Organic is the best way to grow your cannabis, full stop. While it may take longer to learn than other methods, the benefits are clear. You’re producing a better quality product with less environmental impact. There’s still plenty of confusion surrounding the organics movement. What does it mean to be certified organic? How is organic different from all-natural? And, above all, why is organic so much better? Let’s try to answer some of these questions.
What it Takes to Be Certified
First of all, let’s tackle organic certification. While anyone can claim to grow or manufacture their products organically, the only way to be sure that their product meets any sort of objective standard is through certification. To be certified, companies must meet stringent requirements that vary based on where they wish to sell their product. There are a variety of organizations that one may be certified by. You’ve probably seen the US Department of Agriculture’s Certified Organic label on products you buy from the grocery store. Without this certification, you cannot advertise your products as 100% organic in the United States, the world’s richest consumer market.
BlueSky Organics receives our certification through Pro-Cert, a third-party organic certification agency that inspects our products and facilities for compliance with a variety of organic certification organizations across Canada and the US. This means we comply with a wide variety of requirements, including:
- Purity of ingredients. All products must meet stringent requirements proving that at least 95% of ingredients are organically produced.

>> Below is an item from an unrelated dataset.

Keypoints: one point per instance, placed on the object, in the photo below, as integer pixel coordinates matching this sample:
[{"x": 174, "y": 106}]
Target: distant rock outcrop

- No prohibited ingredients. Agencies prohibit certain ingredients and products that may be harmful to human health, the environment, or both. None of these ingredients can be used in a certified product.
- Produced without pesticides and synthetic agents. Naturally, organic products cannot use synthetic pesticides, irradiation, or other unnatural forms of pest control, sterilization, or preservation.

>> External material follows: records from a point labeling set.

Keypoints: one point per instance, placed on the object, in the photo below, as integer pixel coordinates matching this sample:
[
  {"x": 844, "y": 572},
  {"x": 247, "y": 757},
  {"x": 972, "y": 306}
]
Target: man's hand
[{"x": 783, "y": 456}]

- Packaging requirements. Certified organic products must display their contents, listing any inorganic ingredients and/or the percentage of inorganic contents.
Organic VS Natural
Organic and natural are two distinct but related terms that get confused a lot. Organic is the more stringent of the two: while natural products simply don’t include synthetic flavours, colours, and preservatives, organic products have all these requirements, as well as the ones listed above. Basically, a natural product simply has no synthetic ingredients in the final product. An organic product requires all materials used throughout the growing or manufacturing product to be natural and strictly controlled.
Is organic better?
When it comes to cannabis, there’s no doubt. Organic cannabis is every bit as potent as cannabis grown using conventional methods, with added health and safety benefits. Cannabis grown using organic methods has superior flavour, less environmental impact, and less chance of contamination with dangerous toxins and heavy metals.
As we’ve discussed before, flavonoids and terpenes are the molecules that contribute most to cannabis’ flavour and appearance. A holistic, organic approach to growing benefits the production of flavonoids and terpenes, producing more flavorful and attractive bud.

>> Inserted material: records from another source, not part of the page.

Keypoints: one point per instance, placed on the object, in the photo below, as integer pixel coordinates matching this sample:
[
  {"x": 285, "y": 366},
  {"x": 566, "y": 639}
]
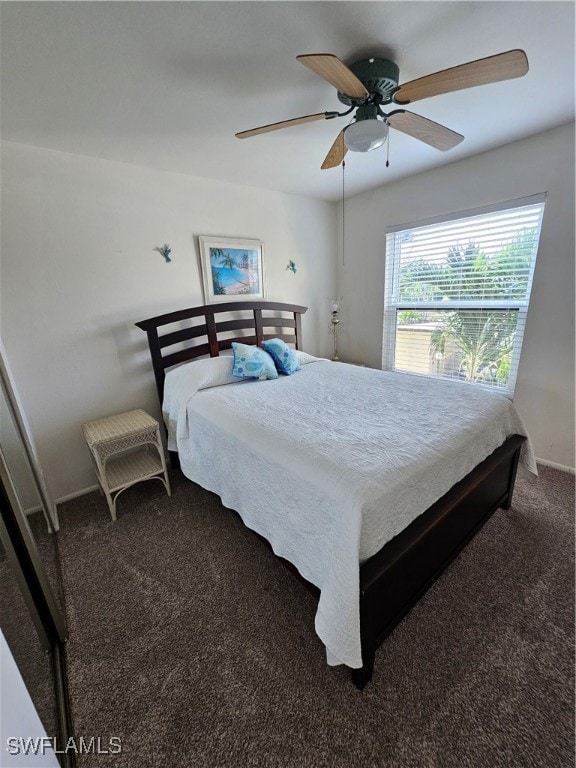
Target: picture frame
[{"x": 232, "y": 269}]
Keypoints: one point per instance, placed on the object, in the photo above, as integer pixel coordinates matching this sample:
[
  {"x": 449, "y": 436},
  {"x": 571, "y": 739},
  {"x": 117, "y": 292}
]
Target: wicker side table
[{"x": 126, "y": 449}]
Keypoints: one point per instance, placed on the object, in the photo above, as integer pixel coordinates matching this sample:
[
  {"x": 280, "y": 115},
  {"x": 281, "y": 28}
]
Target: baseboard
[
  {"x": 553, "y": 464},
  {"x": 75, "y": 495}
]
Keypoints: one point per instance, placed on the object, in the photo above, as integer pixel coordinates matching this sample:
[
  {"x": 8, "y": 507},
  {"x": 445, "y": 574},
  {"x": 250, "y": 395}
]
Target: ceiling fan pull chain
[{"x": 343, "y": 216}]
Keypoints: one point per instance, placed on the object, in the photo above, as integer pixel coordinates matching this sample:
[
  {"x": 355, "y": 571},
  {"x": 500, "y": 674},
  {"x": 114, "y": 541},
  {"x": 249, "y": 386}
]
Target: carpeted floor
[{"x": 191, "y": 643}]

Organic growing is better for the environment in almost all cases. Synthetic fertilizers and conventional growing techniques damage soil integrity, destroy microbial, insect, and animal habitats, and deplete soils over the long-term. Conventional growing is an unsustainable practice that causes lasting harm to the land and water where it is practiced. Organic growing mitigates this damage by maintaining healthy soil through a variety of low-impact techniques, from integrated pest management to natural soil amendments.
Health and Safety Benefits
You may be interested to learn that the cannabis plant is sometimes used as a soil decontaminant due to its ability to pull toxins — including heavy metal and radioactive materials — from the soil. Cannabis is highly effective at leaching toxins from soil, to the point that hemp fields are often sewn around former industrial plants to remediate the soil. This poses an obvious problem for cannabis users. If your cannabis is grown in unhealthy, contaminated soil, these contaminants may be winding up in your bud. Organic growing goes to great lengths to develop healthy, contaminant free soil, reducing the risk that you’re consuming toxic materials. Furthermore, organic pest control involves far fewer, if any, harsh and dangerous chemicals.